News from the Executive Office

A Letter to President-Elect Trump

The following was sent this week. It was signed by dozens of national organizations and at least several from each state. The Maryland signatories are shown at the end of the letter.

December 19, 2016

Dear President- Elect Trump:

The Child Care and Early Learning Coalition welcomes your recognition of the importance of affordable, high-quality child care. Child care is critical to our nation’s children, women, and families, to the professionals who care for and teach our young children, and to our economic growth and prosperity. The Coalition urges your Administration to move forward with substantial investments in high-quality child care, which will help parents work, boost the well-being of children, and make our economy stronger.

The signatories below support strategies that give low- and middle-income families financial help in affording high-quality child care so parents can succeed at work; that reflect families’ preferences and needs for child care; that fund salaries needed to attract and retain well-qualified child care professionals; and that give children the early learning experiences they need to succeed in school and in life and to become productive members of the future workforce.
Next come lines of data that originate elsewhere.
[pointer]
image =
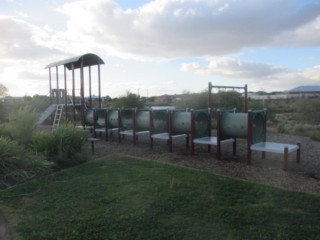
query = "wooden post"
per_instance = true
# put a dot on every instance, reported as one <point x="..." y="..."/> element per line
<point x="285" y="158"/>
<point x="249" y="139"/>
<point x="298" y="152"/>
<point x="218" y="134"/>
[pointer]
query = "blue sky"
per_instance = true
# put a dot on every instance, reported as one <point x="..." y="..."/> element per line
<point x="163" y="46"/>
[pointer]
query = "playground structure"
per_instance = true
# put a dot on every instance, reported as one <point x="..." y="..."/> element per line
<point x="193" y="125"/>
<point x="61" y="103"/>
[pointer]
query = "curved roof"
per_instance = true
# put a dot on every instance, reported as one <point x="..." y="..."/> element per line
<point x="88" y="59"/>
We hope to work with your Administration in its first 100 days to help hard-working families succeed through significant new investments in child care. We encourage you to make an initial investment in child care because it would shore up our nation’s infrastructure. Child care is a vital part of our national infrastructure that is central to working families, communities, and the current and future economic success of our country. When we invest in building the best roads and bridges, we need to make sure that the workers building those roads and bridges have the best child care for their children. Simply put, parents cannot work if they do not have child care. As you have noted, today’s workforce includes 73.5 million women, which represents 47 percent of the entire U.S. labor force. About 25.5 million of these women in the labor force have children under age 18, including over 10 million who have children under age six. These women need to work to help support their families, but the high cost of child care often makes this impossible.

The most effective, efficient way to invest in child care would be through a substantial increase in funding for the Child Care and Development Block Grant (CCDBG), our major federal child care program. The program, which provides vouchers directly to working families to help them afford the child care of their choice, is serving just one out of six children eligible for help, and the number of children receiving assistance has been steadily declining over the past several years due to insufficient federal funding. In 2014, Congress reauthorized the program—with broad bipartisan support—to protect the health and safety of children in child care and remove bureaucratic hurdles to families’ getting and keeping child care assistance. By investing in this program, you can immediately provide greater opportunity to more low- and middle-income parents and help them get to work building highways, bridges, airports, and other projects.

Increased funding should also be used to expand the supply of child care. Child care employs millions of individuals in small and large businesses. Infrastructure funds should be used to upgrade and expand existing child care centers, build new child care centers, and cover start-up costs for small family child care businesses. The funding should be used to improve the quality of child care jobs as well—these jobs currently pay, on average, less than $11 an hour. When child care professionals are well-paid and have good working conditions, child care is more likely to be high-quality and provide a safer and more enriching setting for children so they can thrive.

Investments in child care should be targeted at those families who have been struggling the most in this economy. We need to make sure that these families are no longer overlooked and that they get the affordable, stable, high-quality child care they need to get and keep a job and their children need to encourage their learning and growth.

We look forward to working with you and with Congress to make these investments, that would benefit our children, our families, and our country.



Advocates for Children and Youth

Anne Arundel County Family Child Association

Baltimore County Family Child Care Association

Charles County Family Day Care Association

Family Child Care Association of Montgomery County, Inc.

Family Day Care Association of Harford County

Howard County Family Child Care Association

Maryland Association for the Education of Young Children

Maryland Family Network

Maryland State Family Child Care Association, Inc.

Prince George’s Child Resource Center, Inc.